T4c-patrol - Patrolling in polygonal environment

The task is to implement the computation of turning probability in perimeter patrolling.

Deadline	January 7, 23:59 PST
Points	3
Label in BRUTE	t4c-patrol
Evaluation	upload strategy computation in `strategy.py` to brute
Resources	none

Assignment

Implement following algorithm to compute turning probability $p$.

Create a matrix of size [2d + 1, 2d + 1], initialized with 0s
// Fill out all entries in M as follows:
M[2d, 2d] = 1
for i = 0, i < 2d, i++ do
    direction = (i mod 2==0 ? 1 : -1)
    M[i,(2*direction+i) mod (2d+1)] = p
    M[i,(direction+i) mod (2d+1)] = 1-p
end
// M to the power of t to calculate state probabilities after t steps
// in a sense of a matrix multiplication not only elementwise
MT = M^t  
Res = vector of size d initialized with 0s
// Collect resulting probabilities
for loc = 0, loc < d, loc++ do
    Res[loc] = MT[2loc][2d]
end
return Res

To solve the problem, implement the following two functions, generate_function and optimal_strategy and upload them to BRUTE in file strategy.py.
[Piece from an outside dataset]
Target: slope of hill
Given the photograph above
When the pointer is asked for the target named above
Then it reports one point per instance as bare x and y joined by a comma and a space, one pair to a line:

The generate_function function is prescribed as follows:

def generate_function(d, t, p):
    """
    Function to generate the probability of stopping an attack for each segment given some p
 
    Parameters
    ----------
    d:int
        number of spaces between two closest agents
    t:int
        the time required by the attacker to breach the fence
    p:float
        probability of continuing forward
 
    Returns
    -------
    f:float[d]
        list of probabilities of stopping an attack for each segment

example behavior: input: $(3,2,0.5)$, returns: $[0.25,0.25,0.5]$.

example behavior: input: $(4,2,0.25)$, returns: $[0.1875, 0.0, 0.0625, 0.25]$.

The optimal_strategy function has the following prescription

def optimal_strategy(d, t, splits):
    """
    Function to generate the probability of stopping an attack for each segment given some p
 
    Parameters
    ----------
    d:int
        number of spaces between two closest agents
    t:int
        the time required by the attacker to breach the fence
    splits:int
        a number of values of p from 0 to 1 to be created, e.g. for splits = 3, we will have p in [0,0.5,1]
 
    Returns
    -------
    f_all:float[d][splits]
        list of lists, one for each segment, and in the list for the segment are probabilities of stopping an attack for all possible p
    f_min:float[splits]
        list of minimal probabilities of stopping an attack for each p
    strategy:float
        value of the optimal p
    prob:float
        the worst-case probability of stopping an attack given strategy

example behaviors: input: $(3,2,3)$, returns: $([[0.0, 0.25, 0.0], [0.0, 0.25, 1.0], [0.0, 0.5, 1.0]], [0.0, 0.25, 0.0], 0.5, 0.25)$

input: $(3,2,5)$, returns: $([[0.0, 0.1875, 0.25, 0.1875, 0.0], [0.0, 0.0625, 0.25, 0.5625, 1.0], [0.0, 0.25, 0.5, 0.75, 1.0]], [0.0, 0.0625, 0.25, 0.1875, 0.0], 0.5, 0.25)$

Evaluation

The strategy computing functions should be submitted to Brute and if there is some mistake it will show you the input and wrong output on public testing scenarios.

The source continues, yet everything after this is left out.